I’ve changed my approach to reading. I read from several books each day, in an informally structured way. I start my afternoon reading session (usually around 4:00 p.m.) with a “dharma” book—that is, a book on the Buddhist teachings or something closely related. I start with this in order to make real the idea that my life should be centered on spiritual things; my spiritual life and welfare should be my first priority. I may not act that way much of the time, but in my reading period I can bring that intention to life by putting my spiritual reading first. My current selection here is The Tantric Distinction: An Introduction to Tibetan Buddhism by Jeffrey Hopkins, a book that I first bought and read in February 1987, shortly after I had started the practice of meditation. My gosh, 30 years. Life passes very fast.
The next slot in my reading period is taken by fiction, or I suppose I could say imaginative literature, because sometimes I read poetry or drama here. For a long time this was what I started my reading period with; it was only when I resumed my meditation practice about 3 years ago that I made a change.
Next is usually a research text for my brontosauruslike work in progress, The Age of Pisces. These might be works of history that tell me about the world I’m writing about (the Hellenistic world of the 1st century BC), or they might be thematic works—books relating to the ideas that are present in my epic. Or they might even be craft books, for in the past couple of years I have been making a belated effort to learn how to write properly! A breech birth, I’ve done everything bass ackwards in life. I’m trusting that there’s some cosmic purpose behind all that, for sometimes it feels like I’ve wasted a lot of time.
After the research text comes some other nonfiction book on a subject of current interest to me.
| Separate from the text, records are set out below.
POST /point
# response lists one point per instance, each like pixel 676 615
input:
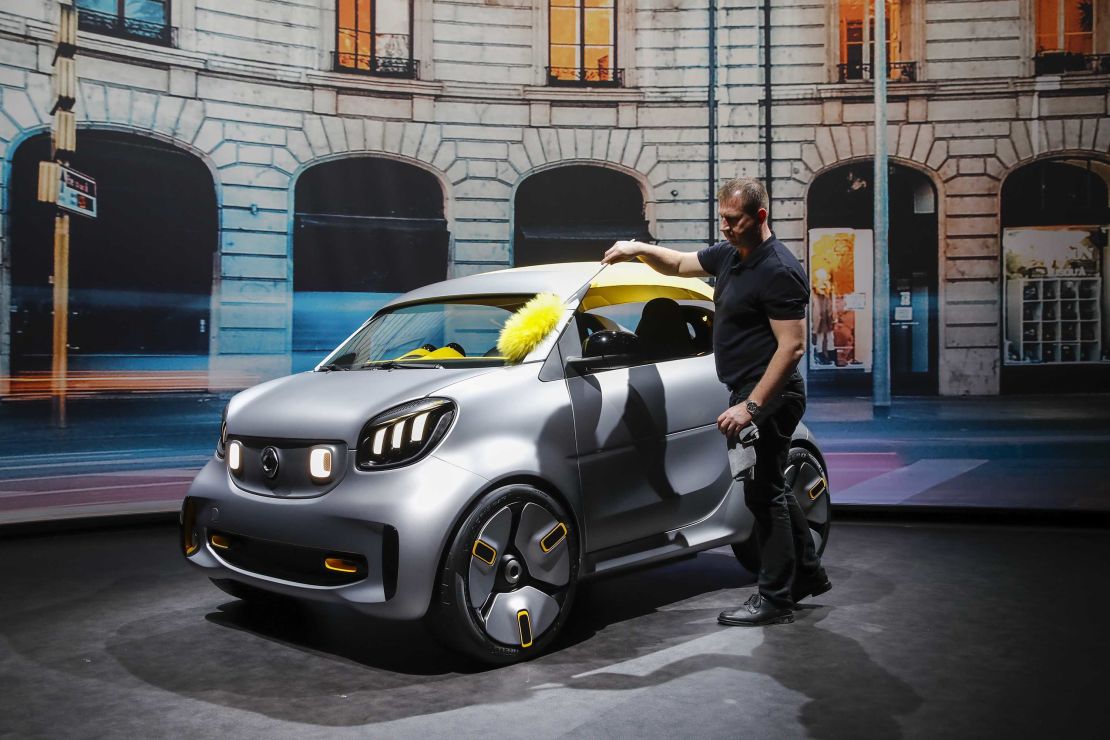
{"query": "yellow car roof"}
pixel 634 282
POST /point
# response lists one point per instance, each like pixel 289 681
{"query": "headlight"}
pixel 221 445
pixel 235 456
pixel 404 434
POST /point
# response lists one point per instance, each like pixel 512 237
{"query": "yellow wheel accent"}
pixel 525 624
pixel 484 551
pixel 552 539
pixel 818 488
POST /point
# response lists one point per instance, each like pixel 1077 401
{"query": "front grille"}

So what was the change? I made the change when I finished reading the Iliad a couple of months ago. I had enjoyed reading it (it was my second time, the first being in 2008), and had a strong sense that there was a lot in it to think about. And, beyond the fact that Homer’s Iliad is one of the Great Books of the Western World and therefore forms part of the intellectual foundation of our Western civilization, it is one of the great epics in Western literature, and I myself am engaged in writing an epic. I see myself as being part of the literary tradition of which Homer was arguably the originator. So I want to learn about the epic form from him.
I’ve often wanted to analyze stories after reading or viewing them, and many times have done short written analyses. But I’ve always had to squeeze these in among my other activities, and they have tended to be rushed and incomplete. More things keep coming; I keep reading and viewing. I never give myself much chance to reflect on what I’ve read or viewed. If I wanted to do a more proper job of it, I was going to have to make time for it. And the most logical time for that is to use the reading slot itself: instead of reflecting on a work while already reading the next one, I would hold off starting another fictional work until I had finished processing the last one. Now, at “fiction reading” time, I come down to my office and open up my analysis document for the Iliad, and resume my musings there.
As of now, it runs to 104 pages. The first 28 pages are a scene-by-scene summary of the poem which I made while I was reading it. As I read each scene, I would write down a summary of it and then type those summaries into my analysis document the following morning. The next 36 pages consists of extracts from other books that I’ve pasted in as information or commentaries on ideas that I’m working with in the analysis. These are arranged alphabetically by book. The first one, for example, is from the book Anger by Carol Tavris, and it consists of a single line: “Anger is the human hiss.” I think that’s a beautiful and provocative line. But there are many other works represented in this section, including extracts from a few Wikipedia articles.
Finally, at page 64, my own notes begin. They have wandered far and wide as I have sought for handholds and toeholds to climb to my own understanding of this work. The Iliad is one of the most analyzed books ever written; a large section of the ancient Library of Alexandria was devoted to the works of Homer and commentaries on them. Before the Bible became the foundational text of Western culture, Homer’s works were it; people resorted to them in just the way people over the centuries have resorted to the Bible, for knowledge, wisdom, and answers to their life problems. But I don’t want to read other people’s thoughts on the Iliad until I have formed some of my own. This reader wants to respond to the writer without intermediaries.
And my agenda is bigger than just the Iliad. I’m interested in all the great epics of Western literature. I refer to the ones included in the Great Books set:
- the Iliad by Homer
- the Odyssey by Homer
- the Aeneid by Virgil
- the Divine Comedy by Dante
- Paradise Lost by John Milton
Are these books somehow telling the story of Western civilization and its transformations? Are there themes in common? Is there one deep underlying story? These are questions I want to answer for myself. I have some preliminary ideas that I find exciting.
Meanwhile, I still grapple with the Iliad. Puzzling over it for the last 3 months has taken me to places I would never have gone had I simply put the book down and picked up another. It has had me reading up on Greek mythology, the history of warfare, and the psychology of anger. For it, I have changed my reading schedule, the granite bedrock of my daily life.